I've looked through the various job artefacts and haven't found any smoking guns. I can see placement receive and reply to the request so it would seem something is happening in between.
Yes, this appears to be some problem in apache2 (possibly caused by the response but as far as the backend server is concerned everything is ok). I would increase the log level of the apache server. There are two places to do this 1) for the https frontend here [2] and 2) for the http wsgi backend here [3]. I think the first file comes from the apache2 package in Ubuntu so I'm not sure what the best way to modify that is. The https proxy file is configured by devstack/lib/tls in a heredoc which you can modify for that frontend. You mention this is locally reproducible so you may be able to simply edit those files on disk and restart apache2 without needing to modify devstack. Hopefully, extra logging will give a better indication of what is going on.

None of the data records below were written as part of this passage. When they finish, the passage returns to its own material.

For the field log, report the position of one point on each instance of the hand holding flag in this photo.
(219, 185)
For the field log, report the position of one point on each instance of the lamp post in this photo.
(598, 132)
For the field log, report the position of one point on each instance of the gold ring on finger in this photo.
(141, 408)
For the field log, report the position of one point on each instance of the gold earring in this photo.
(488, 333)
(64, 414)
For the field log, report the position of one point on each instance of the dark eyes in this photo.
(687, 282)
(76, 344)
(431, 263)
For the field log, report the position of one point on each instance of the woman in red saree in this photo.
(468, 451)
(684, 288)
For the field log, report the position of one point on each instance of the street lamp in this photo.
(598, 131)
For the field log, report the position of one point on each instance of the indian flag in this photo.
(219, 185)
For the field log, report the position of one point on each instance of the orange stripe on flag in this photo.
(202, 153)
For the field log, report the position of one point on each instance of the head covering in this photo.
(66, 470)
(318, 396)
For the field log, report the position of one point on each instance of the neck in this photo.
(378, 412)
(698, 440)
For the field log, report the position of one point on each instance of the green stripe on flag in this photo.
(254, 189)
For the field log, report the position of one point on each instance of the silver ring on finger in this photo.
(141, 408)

*Fortunately*, this is also reproducible locally against a standard devstack deployment by running the following in the openstacksdk repo:
OS_TEST_TIMEOUT=60 tox -e functional-py310 -- \ -n openstack/tests/functional/placement/v1/test_trait.py \ --until-failure
Does anyone have any insight into what could be causing this issue and have suggestions for how we might go about debugging it? As things I haven't a clue 😔
Cheers, Stephen
[2] https://zuul.opendev.org/t/openstack/build/b37d2aedd1514682b3672c4b732b2717/... [3] https://zuul.opendev.org/t/openstack/build/b37d2aedd1514682b3672c4b732b2717/...